El hombre saludó amablemente a la mujer que estaba esperándole en la
salida para poder cerrar la puerta del museo, y respiró mucho más aliviado
cuando se hallaba por fin en el exterior de aquel recinto. El aire viciado de
Madrid, demasiado caliente por la época del año en que se encontraban, el pleno
verano, y también por el humo de los coches, le permitió recobrar por un
momento el aplomo que había perdido en el instante de salir de aquel edificio.
Sabía que lo peor ya había pasado, que lo único que le quedaba por hacer era
acudir a la cita con el hombre aquél que había acudido a su encuentro cuatro
meses antes con el fin de encargarle aquel trabajo, encontrarse con él en el
lugar que el otro le había indicado y entregarle el paquete, que ahora le
quemaba por debajo de la gabardina; entregarle el paquete, y recibir a cambio
aquel dinero que ese hombre le había prometido. Con mucha naturalidad, sacó el
cuadro que aún mantenía escondido y siguió caminando, ahora con el cuadro
debajo del brazo, a la vista de todo el mundo, hasta una parada de taxis que se
hallaba muy cerca de allí. Nunca se dio cuenta de que las cámaras de seguridad
de un bar cercano al museo habían grabado su presencia.

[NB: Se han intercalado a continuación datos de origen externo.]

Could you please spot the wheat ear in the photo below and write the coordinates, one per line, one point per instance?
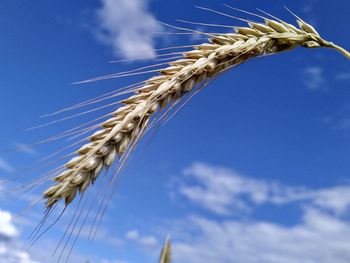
(128, 123)
(165, 255)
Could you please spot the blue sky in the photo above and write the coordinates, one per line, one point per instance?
(254, 169)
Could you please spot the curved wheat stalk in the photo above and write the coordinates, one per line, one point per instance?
(165, 255)
(119, 134)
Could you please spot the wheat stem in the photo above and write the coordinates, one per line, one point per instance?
(128, 123)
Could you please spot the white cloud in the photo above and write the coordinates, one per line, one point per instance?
(10, 250)
(317, 238)
(321, 234)
(146, 241)
(5, 166)
(313, 78)
(224, 192)
(127, 25)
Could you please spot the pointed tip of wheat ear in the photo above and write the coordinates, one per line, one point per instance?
(119, 134)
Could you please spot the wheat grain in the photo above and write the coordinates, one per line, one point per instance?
(128, 123)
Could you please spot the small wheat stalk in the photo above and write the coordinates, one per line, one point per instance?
(165, 255)
(127, 124)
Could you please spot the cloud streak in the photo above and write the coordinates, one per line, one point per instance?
(224, 192)
(321, 234)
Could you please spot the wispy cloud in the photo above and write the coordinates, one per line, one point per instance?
(224, 191)
(127, 25)
(5, 166)
(146, 241)
(313, 78)
(10, 250)
(318, 237)
(321, 234)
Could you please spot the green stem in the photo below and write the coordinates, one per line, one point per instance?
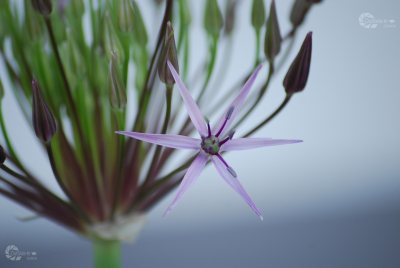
(107, 254)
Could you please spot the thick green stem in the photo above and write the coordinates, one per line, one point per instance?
(107, 254)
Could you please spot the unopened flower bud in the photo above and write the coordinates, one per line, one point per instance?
(168, 53)
(258, 14)
(44, 122)
(299, 11)
(297, 75)
(213, 21)
(44, 7)
(1, 91)
(117, 90)
(3, 155)
(273, 39)
(230, 16)
(125, 15)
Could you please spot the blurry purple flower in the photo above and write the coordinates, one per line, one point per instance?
(212, 143)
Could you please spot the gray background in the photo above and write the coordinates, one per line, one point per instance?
(332, 201)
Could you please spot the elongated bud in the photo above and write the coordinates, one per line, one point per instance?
(213, 21)
(273, 39)
(230, 16)
(44, 122)
(297, 75)
(139, 28)
(3, 155)
(117, 90)
(112, 42)
(168, 53)
(125, 15)
(1, 90)
(44, 7)
(299, 11)
(258, 14)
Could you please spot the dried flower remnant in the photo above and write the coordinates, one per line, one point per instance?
(213, 142)
(43, 119)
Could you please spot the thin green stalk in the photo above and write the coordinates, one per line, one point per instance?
(107, 254)
(269, 118)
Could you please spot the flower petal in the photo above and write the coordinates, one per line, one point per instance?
(251, 143)
(235, 184)
(237, 103)
(191, 106)
(172, 141)
(190, 177)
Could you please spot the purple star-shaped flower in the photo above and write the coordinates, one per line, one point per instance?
(212, 143)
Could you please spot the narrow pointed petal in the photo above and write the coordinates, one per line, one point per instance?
(172, 141)
(235, 184)
(251, 143)
(237, 103)
(191, 106)
(190, 177)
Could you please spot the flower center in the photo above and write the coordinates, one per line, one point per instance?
(210, 145)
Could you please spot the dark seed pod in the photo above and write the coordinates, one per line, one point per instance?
(297, 75)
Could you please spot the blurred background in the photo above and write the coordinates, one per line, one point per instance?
(332, 201)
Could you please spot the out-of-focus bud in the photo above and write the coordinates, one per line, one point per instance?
(273, 38)
(139, 28)
(43, 119)
(213, 21)
(230, 16)
(3, 155)
(168, 53)
(44, 7)
(297, 75)
(299, 11)
(117, 90)
(125, 15)
(111, 39)
(258, 14)
(1, 90)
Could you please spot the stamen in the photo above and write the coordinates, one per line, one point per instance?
(227, 117)
(230, 170)
(233, 173)
(230, 136)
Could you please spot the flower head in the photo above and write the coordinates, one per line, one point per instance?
(212, 143)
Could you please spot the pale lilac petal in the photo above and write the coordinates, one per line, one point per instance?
(237, 103)
(251, 143)
(191, 106)
(190, 177)
(235, 184)
(172, 141)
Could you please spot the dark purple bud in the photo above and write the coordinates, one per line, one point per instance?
(44, 122)
(299, 11)
(168, 53)
(44, 7)
(3, 155)
(273, 38)
(297, 75)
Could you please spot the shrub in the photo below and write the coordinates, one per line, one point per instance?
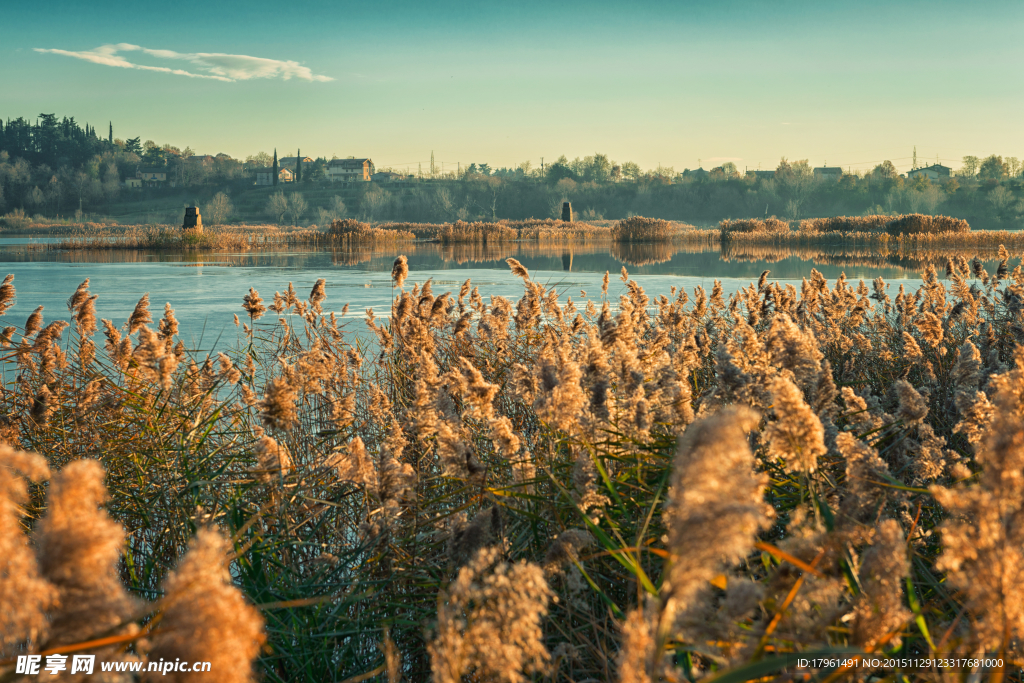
(638, 228)
(349, 228)
(876, 223)
(922, 223)
(768, 226)
(464, 231)
(16, 220)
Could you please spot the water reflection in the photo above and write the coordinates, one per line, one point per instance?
(206, 289)
(731, 260)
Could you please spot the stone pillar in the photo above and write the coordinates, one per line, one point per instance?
(566, 212)
(194, 221)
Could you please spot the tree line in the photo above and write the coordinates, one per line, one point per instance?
(56, 166)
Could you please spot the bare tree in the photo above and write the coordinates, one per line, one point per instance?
(297, 206)
(276, 207)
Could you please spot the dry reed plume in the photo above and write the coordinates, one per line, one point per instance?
(658, 487)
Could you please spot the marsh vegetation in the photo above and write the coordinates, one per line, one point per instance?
(659, 487)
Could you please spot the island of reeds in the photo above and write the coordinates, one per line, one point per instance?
(672, 485)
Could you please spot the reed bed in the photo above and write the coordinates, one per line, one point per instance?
(348, 229)
(753, 226)
(638, 228)
(906, 224)
(682, 486)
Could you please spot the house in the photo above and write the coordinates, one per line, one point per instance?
(264, 176)
(933, 172)
(290, 161)
(152, 175)
(827, 173)
(350, 169)
(388, 176)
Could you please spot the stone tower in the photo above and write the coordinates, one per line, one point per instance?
(566, 212)
(194, 221)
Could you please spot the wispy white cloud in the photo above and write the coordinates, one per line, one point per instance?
(212, 66)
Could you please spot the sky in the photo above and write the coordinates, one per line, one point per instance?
(677, 83)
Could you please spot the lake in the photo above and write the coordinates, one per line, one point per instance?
(206, 290)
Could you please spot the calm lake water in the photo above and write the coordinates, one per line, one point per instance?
(206, 290)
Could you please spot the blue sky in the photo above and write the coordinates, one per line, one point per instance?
(845, 83)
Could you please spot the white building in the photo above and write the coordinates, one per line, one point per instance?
(347, 170)
(264, 176)
(933, 172)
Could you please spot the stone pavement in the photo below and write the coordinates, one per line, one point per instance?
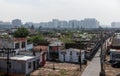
(93, 68)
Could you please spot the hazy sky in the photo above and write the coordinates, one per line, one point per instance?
(104, 11)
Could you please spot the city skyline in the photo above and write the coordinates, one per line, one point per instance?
(105, 11)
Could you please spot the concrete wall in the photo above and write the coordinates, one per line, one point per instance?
(16, 67)
(74, 57)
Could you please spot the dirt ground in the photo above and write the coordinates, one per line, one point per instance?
(111, 71)
(61, 69)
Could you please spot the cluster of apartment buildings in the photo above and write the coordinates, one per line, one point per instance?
(72, 24)
(55, 23)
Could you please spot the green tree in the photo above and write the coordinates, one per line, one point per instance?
(21, 33)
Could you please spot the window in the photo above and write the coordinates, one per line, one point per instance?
(29, 65)
(23, 45)
(17, 46)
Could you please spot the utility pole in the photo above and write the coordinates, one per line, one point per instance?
(7, 51)
(102, 72)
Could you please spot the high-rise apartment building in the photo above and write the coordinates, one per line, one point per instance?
(16, 22)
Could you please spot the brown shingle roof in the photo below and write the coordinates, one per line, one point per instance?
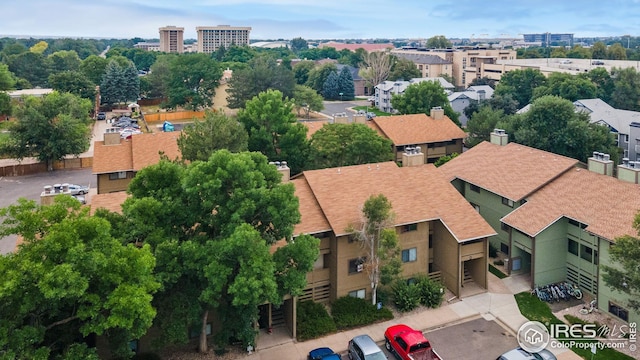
(417, 194)
(417, 129)
(111, 201)
(112, 158)
(147, 148)
(312, 219)
(513, 171)
(605, 204)
(135, 153)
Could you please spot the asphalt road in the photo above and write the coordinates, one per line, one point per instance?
(30, 187)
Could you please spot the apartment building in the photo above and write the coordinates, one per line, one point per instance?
(384, 91)
(466, 62)
(117, 160)
(172, 39)
(210, 38)
(435, 135)
(555, 220)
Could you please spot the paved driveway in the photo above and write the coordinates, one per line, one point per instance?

Habían transcurrido varios días desde entonces, y el robo del museo
seguía siendo un misterio para la opinión pública. El museo había pasado a
ocupar unos pocos segundos en los noticiarios del día siguiente, o algún
pequeño artículo a una sola columna en algunos diarios, pero a nivel
periodístico todo había sido olvidado en unos pocos días. Sin embargo, a nivel
de la calle, el robo siguió siendo tema relevante de conversación durante unos
días. Se hacían corrillos comentando lo extraño del suceso, cómo era posible
que nadie se hubiera dado cuenta del robo del museo hasta la apertura del mismo,
al día siguiente, o la posibilidad de que alguno de los propios trabajadores
del museo pudiera tener algo que ver en el asunto. Cuando Jamete recibió la
visita de Picavea, cuatro días después de los hechos, aquellos comentarios
estaban por fin empezando a remitir, sustituidos por otras noticias más
actuales y más interesantes para la opinión pública.
-
He
venido de nuevo para pedirte tu ayuda –le decía el inspector al detective, con
una taza de café humeante entre las manos-. Se trata del famoso robo en un
museo de hace unos días, precisamente muy cerca de aquí. Supongo que estarás al
corriente del asunto.
-
Algo
he oído, aunque no es un tema que me interese demasiado. Quiero decir, salvo
por el hecho de que considero que el mejor lugar para conservar una obra de
arte es la sala de un museo, donde puede ser contemplada y admirada por todo el
que lo desee. No entiendo a ese tipo de coleccionistas que, cuando se
encaprichan de una joya o de una obra de arte, desean a toda costa hacerse con
ella, aunque luego ni siquiera puedan decirle a nadie que la tienen, y se
conforman con saber que son la única persona que puede verla a su antojo,
puesto que la tienen escondida en algún lugar del que nunca la podrán sacar.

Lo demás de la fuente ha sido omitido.